In a statement, R1 cited the lack of scientific literature behind the claim that Golden Rice will alleviate Vitamin A deficiency (VAD) when available research suggests that its beta-Carotene levels may not be high enough to make a difference.
The group is also worried about the potential impact of Golden Rice’s distribution to small Filipino farmers.
“What the government fails to recognize is the possible negative economic effects of genetically modified rice on our small farmers,” Neth Daño, R1 board member, said.
“The commercial propagation of Golden Rice begs the question: Who owns the technology? GMOs [genetically modified organisms] such as Golden Rice are protected by intellectual property rights which puts our small farmers at the mercy of transnational corporations that own the technology,” she added.
It was just last week when the Department of Agriculture’s (DA) Bureau of Plant Industry (BPI) granted a biosafety permit for the commercial production of GM rice. With this approval, the introduction of Golden Rice rice variety is expected to be made available soon to consumers and touted to address VAD among children in the country.
Daño said there is a lack of transparency with regard to the risk assessment results of such a decision.
“[DA’s] PhilRice [Philippine Rice Research Institute] claims that it has undergone satisfactory biosafety assessment but has not made the results public. It claims that it has undergone assessment with the Department of Science and Technology, Department of Environment and Natural Resources, Department of Health, Department of Interior and Local Government, and the DA pursuant to Joint Department Circular No. 1 of 2016, but no reviews, results, nor assessments on health, cultivation, environmental, or socio-economic impacts have been presented by any of the aforementioned offices,” Daño said.

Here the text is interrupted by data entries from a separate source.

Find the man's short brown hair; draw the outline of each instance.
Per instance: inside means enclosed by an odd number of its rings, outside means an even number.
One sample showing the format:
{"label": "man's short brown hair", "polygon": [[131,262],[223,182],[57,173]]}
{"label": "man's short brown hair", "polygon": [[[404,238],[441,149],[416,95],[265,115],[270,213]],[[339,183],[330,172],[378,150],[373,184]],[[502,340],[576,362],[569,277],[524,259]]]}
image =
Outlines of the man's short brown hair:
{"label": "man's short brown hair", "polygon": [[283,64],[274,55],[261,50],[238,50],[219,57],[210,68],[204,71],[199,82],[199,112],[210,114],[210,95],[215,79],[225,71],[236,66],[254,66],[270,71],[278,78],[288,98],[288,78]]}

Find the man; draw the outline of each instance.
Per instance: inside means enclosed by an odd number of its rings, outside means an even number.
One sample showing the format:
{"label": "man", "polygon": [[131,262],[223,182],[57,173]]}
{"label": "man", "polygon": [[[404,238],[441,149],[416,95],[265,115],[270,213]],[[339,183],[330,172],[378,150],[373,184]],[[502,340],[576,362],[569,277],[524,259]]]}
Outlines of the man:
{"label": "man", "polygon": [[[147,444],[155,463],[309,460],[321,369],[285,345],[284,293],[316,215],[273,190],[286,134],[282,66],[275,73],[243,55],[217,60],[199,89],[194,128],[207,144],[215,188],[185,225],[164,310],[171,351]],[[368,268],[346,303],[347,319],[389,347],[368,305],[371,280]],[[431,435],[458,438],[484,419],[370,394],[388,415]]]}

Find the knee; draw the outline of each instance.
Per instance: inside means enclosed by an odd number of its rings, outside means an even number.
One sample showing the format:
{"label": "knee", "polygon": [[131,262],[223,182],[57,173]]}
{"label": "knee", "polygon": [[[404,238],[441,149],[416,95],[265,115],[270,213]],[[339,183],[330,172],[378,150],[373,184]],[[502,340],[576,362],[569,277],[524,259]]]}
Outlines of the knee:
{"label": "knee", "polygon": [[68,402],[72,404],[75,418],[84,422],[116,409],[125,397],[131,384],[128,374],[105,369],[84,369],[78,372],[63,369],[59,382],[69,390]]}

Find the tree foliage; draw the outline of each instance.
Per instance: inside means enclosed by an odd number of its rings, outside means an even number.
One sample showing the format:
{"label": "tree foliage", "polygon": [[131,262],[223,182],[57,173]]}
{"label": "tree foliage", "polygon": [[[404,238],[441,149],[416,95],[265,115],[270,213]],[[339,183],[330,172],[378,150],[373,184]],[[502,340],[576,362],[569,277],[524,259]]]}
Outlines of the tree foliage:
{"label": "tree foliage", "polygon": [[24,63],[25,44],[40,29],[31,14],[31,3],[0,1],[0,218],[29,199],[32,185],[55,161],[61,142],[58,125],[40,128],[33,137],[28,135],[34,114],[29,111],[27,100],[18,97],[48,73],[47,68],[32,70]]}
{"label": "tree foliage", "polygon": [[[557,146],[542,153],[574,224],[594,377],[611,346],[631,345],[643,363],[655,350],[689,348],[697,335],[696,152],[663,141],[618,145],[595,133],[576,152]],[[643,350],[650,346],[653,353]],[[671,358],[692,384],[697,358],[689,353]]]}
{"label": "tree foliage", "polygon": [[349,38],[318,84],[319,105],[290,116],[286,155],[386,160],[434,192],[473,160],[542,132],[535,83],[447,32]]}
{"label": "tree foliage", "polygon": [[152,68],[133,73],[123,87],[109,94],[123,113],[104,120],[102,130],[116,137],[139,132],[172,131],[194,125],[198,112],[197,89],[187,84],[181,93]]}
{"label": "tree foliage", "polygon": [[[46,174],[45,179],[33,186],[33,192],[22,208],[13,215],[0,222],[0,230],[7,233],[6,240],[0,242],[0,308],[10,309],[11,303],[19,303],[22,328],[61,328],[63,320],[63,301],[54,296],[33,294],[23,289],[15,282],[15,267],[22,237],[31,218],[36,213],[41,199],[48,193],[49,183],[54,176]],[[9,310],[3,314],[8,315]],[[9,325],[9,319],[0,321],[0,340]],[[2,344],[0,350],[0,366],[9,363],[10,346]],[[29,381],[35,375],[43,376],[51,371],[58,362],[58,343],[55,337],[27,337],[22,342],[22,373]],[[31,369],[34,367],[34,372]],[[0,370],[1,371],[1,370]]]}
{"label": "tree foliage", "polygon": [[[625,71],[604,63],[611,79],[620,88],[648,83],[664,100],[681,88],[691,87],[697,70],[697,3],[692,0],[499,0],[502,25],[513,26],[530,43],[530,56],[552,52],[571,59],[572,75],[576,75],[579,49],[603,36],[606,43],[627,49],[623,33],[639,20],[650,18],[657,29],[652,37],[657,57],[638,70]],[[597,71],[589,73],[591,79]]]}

R1 is a non-profit, non-governmental organization that pursues policy changes in rice particularly in the area of trade and the nature of rice farming systems; and provides financial, marketing, and enterprise development assistance to small farmers.
The group proceeded to claim that Golden Rice instead presents problems such as the contamination of conventional rice especially traditional rice and wild varieties.
Promotion of genetically modified rice varieties could also result in further uniformity in varieties that could increase susceptibility to pests and diseases, it said.
For her part, Trinidad Domingo of Pambansang Koalisyon ng Kababaihan sa Kanayunan (PKKK) said the DA should be promoting the consumption of beta-carotene-rich vegetables like carrots, sweet potato, squash and spinach through home gardens to ensure access to these natural and nutrient-rich foods.
“There are non-GMO and nutrient-rich rice varieties, such as naturally pigmented rice varieties and even NSIC 460 otherwise known as zinc rice, to help address malnutrition particularly stunting among children, but currently lacks promotion and support,” Domingo said.